Wondering what Adam Lambert, Danny Gokey and Kris Allen might sing tomorrow night (Fox, 8PM ET), as the top three American Idol finalists take the stage to perform tunes selected for them by the judges?

AJC.com has shared some alleged scoop: Danny will sing Terence Trent D’Arby‘s “Dance Little Sister,” Kris will sing One Republic‘s “Apologize” and Adam will reprotedly croon U2‘s “One” and/or Chris Isaak‘s “Wicked Game.”

The Kris and Adam picks seem right on, but the D’Arby tune seems a little upbeat for Danny. His voice matches up to D’Arby’s, but let’s be honest, Gokey hasn’t really proved that he knows how to get down and funky with his bad self.

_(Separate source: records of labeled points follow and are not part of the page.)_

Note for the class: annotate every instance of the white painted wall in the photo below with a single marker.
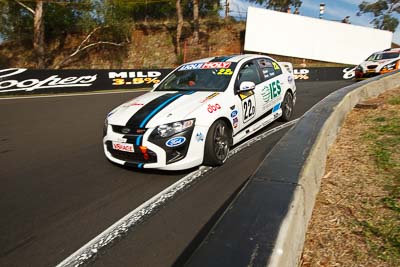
(286, 34)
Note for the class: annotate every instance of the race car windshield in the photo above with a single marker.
(208, 76)
(381, 56)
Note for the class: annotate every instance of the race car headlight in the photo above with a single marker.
(166, 130)
(105, 127)
(390, 66)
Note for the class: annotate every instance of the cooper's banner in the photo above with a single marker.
(23, 81)
(19, 80)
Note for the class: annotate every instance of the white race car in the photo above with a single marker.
(197, 112)
(379, 63)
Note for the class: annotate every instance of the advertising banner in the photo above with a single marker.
(19, 80)
(14, 81)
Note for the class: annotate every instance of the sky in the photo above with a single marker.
(334, 10)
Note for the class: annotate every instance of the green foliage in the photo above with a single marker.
(383, 13)
(15, 22)
(279, 5)
(82, 16)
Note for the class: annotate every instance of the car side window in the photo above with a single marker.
(269, 68)
(249, 73)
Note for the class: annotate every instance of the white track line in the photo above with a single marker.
(72, 94)
(128, 222)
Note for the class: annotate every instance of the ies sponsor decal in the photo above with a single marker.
(54, 81)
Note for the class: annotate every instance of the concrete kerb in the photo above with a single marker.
(290, 241)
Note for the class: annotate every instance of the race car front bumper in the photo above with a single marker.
(155, 152)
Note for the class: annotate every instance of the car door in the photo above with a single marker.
(247, 101)
(272, 87)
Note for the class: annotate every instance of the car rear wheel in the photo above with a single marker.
(287, 107)
(217, 144)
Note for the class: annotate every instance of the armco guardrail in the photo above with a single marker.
(27, 81)
(266, 224)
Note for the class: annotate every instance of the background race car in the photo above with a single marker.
(379, 63)
(196, 113)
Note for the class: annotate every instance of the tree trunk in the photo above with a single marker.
(196, 21)
(179, 27)
(38, 33)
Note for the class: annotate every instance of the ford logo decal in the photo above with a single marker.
(125, 130)
(176, 141)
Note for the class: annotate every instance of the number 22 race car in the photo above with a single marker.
(198, 111)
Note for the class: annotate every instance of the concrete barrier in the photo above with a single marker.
(266, 224)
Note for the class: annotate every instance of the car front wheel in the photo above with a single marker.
(287, 107)
(217, 144)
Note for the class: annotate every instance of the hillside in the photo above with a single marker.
(150, 45)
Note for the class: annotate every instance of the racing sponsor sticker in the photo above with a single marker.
(209, 97)
(176, 141)
(200, 137)
(234, 114)
(212, 108)
(206, 65)
(249, 108)
(246, 94)
(123, 147)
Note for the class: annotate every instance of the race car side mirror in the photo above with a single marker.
(247, 86)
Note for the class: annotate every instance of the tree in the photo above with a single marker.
(279, 5)
(38, 30)
(196, 21)
(383, 11)
(179, 27)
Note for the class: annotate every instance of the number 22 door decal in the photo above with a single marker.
(248, 108)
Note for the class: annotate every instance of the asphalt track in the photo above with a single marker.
(57, 190)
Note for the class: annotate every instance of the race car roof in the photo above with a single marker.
(231, 58)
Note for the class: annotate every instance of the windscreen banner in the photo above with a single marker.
(14, 81)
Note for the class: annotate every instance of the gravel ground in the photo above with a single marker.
(349, 216)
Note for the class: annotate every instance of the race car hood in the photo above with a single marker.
(156, 108)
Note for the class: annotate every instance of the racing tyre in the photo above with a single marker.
(287, 107)
(217, 144)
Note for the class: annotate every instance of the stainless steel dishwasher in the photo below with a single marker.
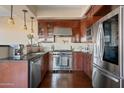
(35, 72)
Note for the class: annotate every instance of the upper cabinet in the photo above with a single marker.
(46, 29)
(92, 15)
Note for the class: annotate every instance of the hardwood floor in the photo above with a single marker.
(66, 80)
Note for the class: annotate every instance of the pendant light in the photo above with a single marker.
(25, 26)
(32, 30)
(11, 20)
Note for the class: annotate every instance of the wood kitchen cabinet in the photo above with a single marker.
(45, 32)
(77, 61)
(93, 15)
(13, 74)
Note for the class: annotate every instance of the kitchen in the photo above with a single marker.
(56, 50)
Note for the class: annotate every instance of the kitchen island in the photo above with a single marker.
(17, 73)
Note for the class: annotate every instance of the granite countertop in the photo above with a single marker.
(27, 56)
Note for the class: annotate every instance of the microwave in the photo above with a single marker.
(89, 34)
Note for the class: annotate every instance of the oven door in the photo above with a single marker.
(107, 44)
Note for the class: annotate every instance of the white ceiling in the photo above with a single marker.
(47, 11)
(61, 11)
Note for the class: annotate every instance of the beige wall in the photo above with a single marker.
(14, 34)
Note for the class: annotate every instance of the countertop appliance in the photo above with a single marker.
(35, 72)
(62, 60)
(16, 51)
(108, 57)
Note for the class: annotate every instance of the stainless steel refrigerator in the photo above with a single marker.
(108, 64)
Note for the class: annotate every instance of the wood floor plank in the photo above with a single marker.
(66, 80)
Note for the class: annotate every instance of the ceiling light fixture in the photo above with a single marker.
(32, 30)
(11, 20)
(25, 26)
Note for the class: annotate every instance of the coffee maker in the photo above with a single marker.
(17, 51)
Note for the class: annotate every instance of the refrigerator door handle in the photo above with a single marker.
(98, 42)
(101, 42)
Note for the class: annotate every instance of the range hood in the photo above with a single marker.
(62, 31)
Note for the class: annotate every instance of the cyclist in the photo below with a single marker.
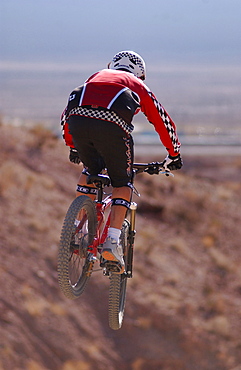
(97, 126)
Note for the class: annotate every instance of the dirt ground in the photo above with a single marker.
(183, 305)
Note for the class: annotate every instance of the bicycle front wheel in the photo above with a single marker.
(74, 261)
(118, 285)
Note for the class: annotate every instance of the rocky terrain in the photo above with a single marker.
(183, 309)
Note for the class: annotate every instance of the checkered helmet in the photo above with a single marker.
(129, 61)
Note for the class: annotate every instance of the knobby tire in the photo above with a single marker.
(118, 285)
(74, 262)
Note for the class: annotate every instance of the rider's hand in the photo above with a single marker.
(74, 156)
(172, 163)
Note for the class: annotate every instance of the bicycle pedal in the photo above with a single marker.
(112, 266)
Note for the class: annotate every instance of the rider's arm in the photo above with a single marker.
(164, 125)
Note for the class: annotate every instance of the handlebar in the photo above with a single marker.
(151, 168)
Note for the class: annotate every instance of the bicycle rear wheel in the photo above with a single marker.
(118, 285)
(74, 261)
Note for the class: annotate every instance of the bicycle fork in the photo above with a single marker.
(131, 238)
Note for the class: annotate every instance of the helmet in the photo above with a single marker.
(129, 61)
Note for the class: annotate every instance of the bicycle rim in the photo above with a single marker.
(118, 285)
(74, 261)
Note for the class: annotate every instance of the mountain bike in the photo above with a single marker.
(83, 233)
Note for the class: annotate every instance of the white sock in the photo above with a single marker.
(114, 233)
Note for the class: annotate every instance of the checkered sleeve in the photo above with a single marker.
(164, 125)
(65, 130)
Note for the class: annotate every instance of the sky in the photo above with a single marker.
(160, 30)
(192, 50)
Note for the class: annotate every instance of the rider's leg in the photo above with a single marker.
(82, 182)
(118, 212)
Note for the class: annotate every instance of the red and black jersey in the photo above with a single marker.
(125, 95)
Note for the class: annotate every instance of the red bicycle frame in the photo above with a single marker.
(101, 233)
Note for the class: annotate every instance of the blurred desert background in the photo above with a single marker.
(184, 301)
(183, 309)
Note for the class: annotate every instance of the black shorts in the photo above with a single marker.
(103, 144)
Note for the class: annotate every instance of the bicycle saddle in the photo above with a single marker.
(101, 179)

Whatcha think? What would be your perfect pick for each of the three finalists?

Channel Surfing – May 7

All the tube news that’s fit to surf …

- I still can’t believe that Adam Lambert‘s sexuality is such an issue … like being gay in the entertainment industry is such a new phenomenon? Or being gay on American Idol for that matter. Whatever. Adam lands a solo cover on the new Entertainment Weekly, even before he wins the show, as “the most exciting American Idol contestant in years.” Can’t argue with that.

- It’s not Project Runway, but the Runway-ish The Fashion Show, which debuts tonight on Bravo (10PM ET), does have the fabulous Isaac Mizrahi.

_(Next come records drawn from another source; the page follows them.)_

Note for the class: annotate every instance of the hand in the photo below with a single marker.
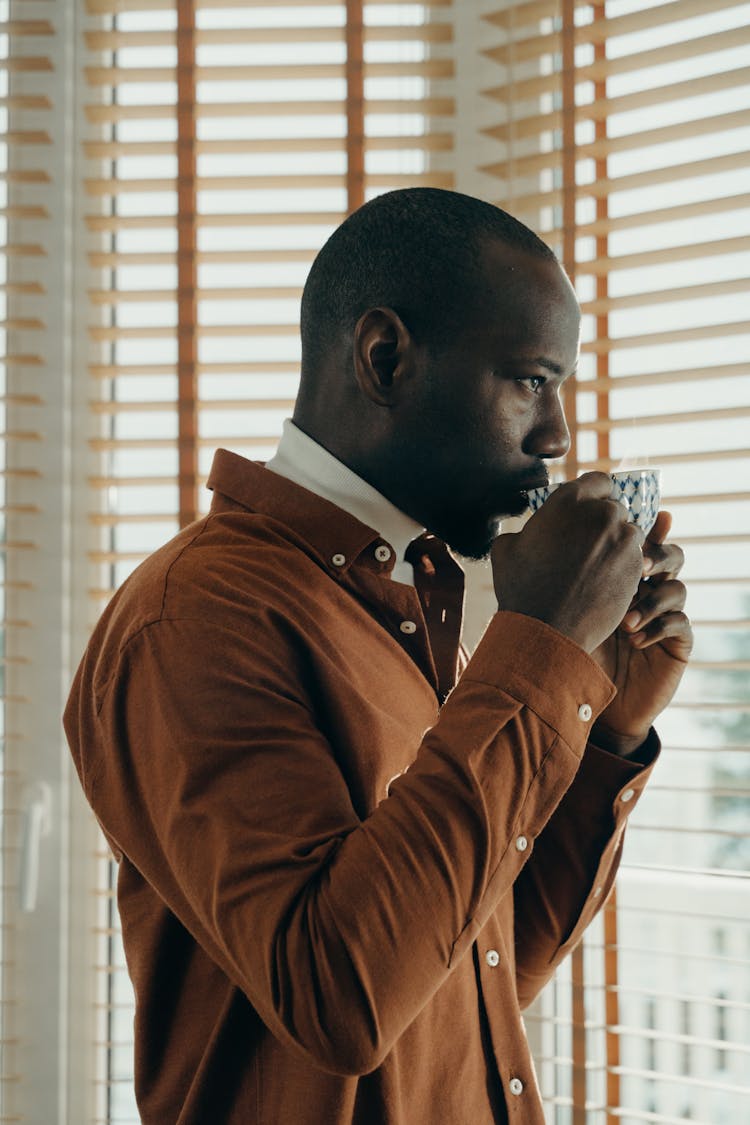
(576, 565)
(647, 654)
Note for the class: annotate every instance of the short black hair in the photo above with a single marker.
(415, 250)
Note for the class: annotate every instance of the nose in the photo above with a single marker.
(550, 437)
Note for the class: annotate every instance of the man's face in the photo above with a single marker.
(488, 413)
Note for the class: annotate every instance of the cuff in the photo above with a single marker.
(549, 673)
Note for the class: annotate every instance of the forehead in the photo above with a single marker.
(527, 299)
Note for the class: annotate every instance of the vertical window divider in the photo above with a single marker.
(354, 105)
(187, 268)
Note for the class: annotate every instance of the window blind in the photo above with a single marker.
(25, 176)
(224, 143)
(621, 134)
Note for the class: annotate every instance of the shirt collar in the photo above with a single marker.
(308, 464)
(325, 531)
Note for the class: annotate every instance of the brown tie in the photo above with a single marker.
(439, 582)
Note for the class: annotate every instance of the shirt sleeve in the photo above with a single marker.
(572, 870)
(213, 776)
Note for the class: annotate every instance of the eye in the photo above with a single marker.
(533, 383)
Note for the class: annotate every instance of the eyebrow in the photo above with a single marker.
(548, 363)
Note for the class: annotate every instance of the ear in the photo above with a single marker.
(382, 352)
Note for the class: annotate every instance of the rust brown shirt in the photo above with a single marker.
(336, 896)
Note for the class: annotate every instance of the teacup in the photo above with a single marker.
(636, 489)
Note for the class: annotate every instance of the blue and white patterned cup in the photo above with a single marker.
(636, 489)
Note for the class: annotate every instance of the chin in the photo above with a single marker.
(475, 541)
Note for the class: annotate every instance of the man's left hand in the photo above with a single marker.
(647, 654)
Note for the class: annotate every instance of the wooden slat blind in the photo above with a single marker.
(280, 152)
(622, 134)
(25, 181)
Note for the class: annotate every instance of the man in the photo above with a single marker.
(341, 876)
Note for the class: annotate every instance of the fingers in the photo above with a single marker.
(593, 486)
(654, 604)
(670, 630)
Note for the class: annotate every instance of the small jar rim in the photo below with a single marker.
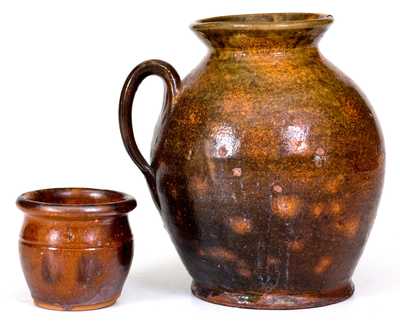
(76, 202)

- Grey’s Anatomy airs its 100th episode tonight (ABC, 9PM), and it’s supposed to include a McDreamy/Meredith wedding. Supposed to being the key part of that sentence.

- Even if the Mer/Der wedding does go down, will it be one of the best tube weddings ever? Maybe one of the worst? I countdown a few of each at Hollywood.com today.

- Are you more or less likely to watch the new season of Jon & Kate Plus 8 on May 25, given the whole affair brouhaha?

- Tomorrow’s Good Morning America will feature Diane Sawyer’s interview with Connie Culp, the woman whose face transplant made headlines this week.

- Chuck executive producer McG weighs in optimistically to Sci Fi Wire about the show’s chances for a third season on NBC. It’s tough to remember the last time an on-the-bubble series generated as much support and good will as Chuck has, so here’s hoping again that it returns next season.

- Seth Green and his Robot Chicken cohorts are bringing another show to Adult Swim.

- Only The Big O could incite riots by trying to give away some damn chicken.

- Is it just me, or do most of the contestants on the new season of The Bachelorette look alike?

- And Simon Cowell reportedly earns $36 million a season for American Idol, while co-judge Paula Abdul nets “just” $2 million. Sounds right to me.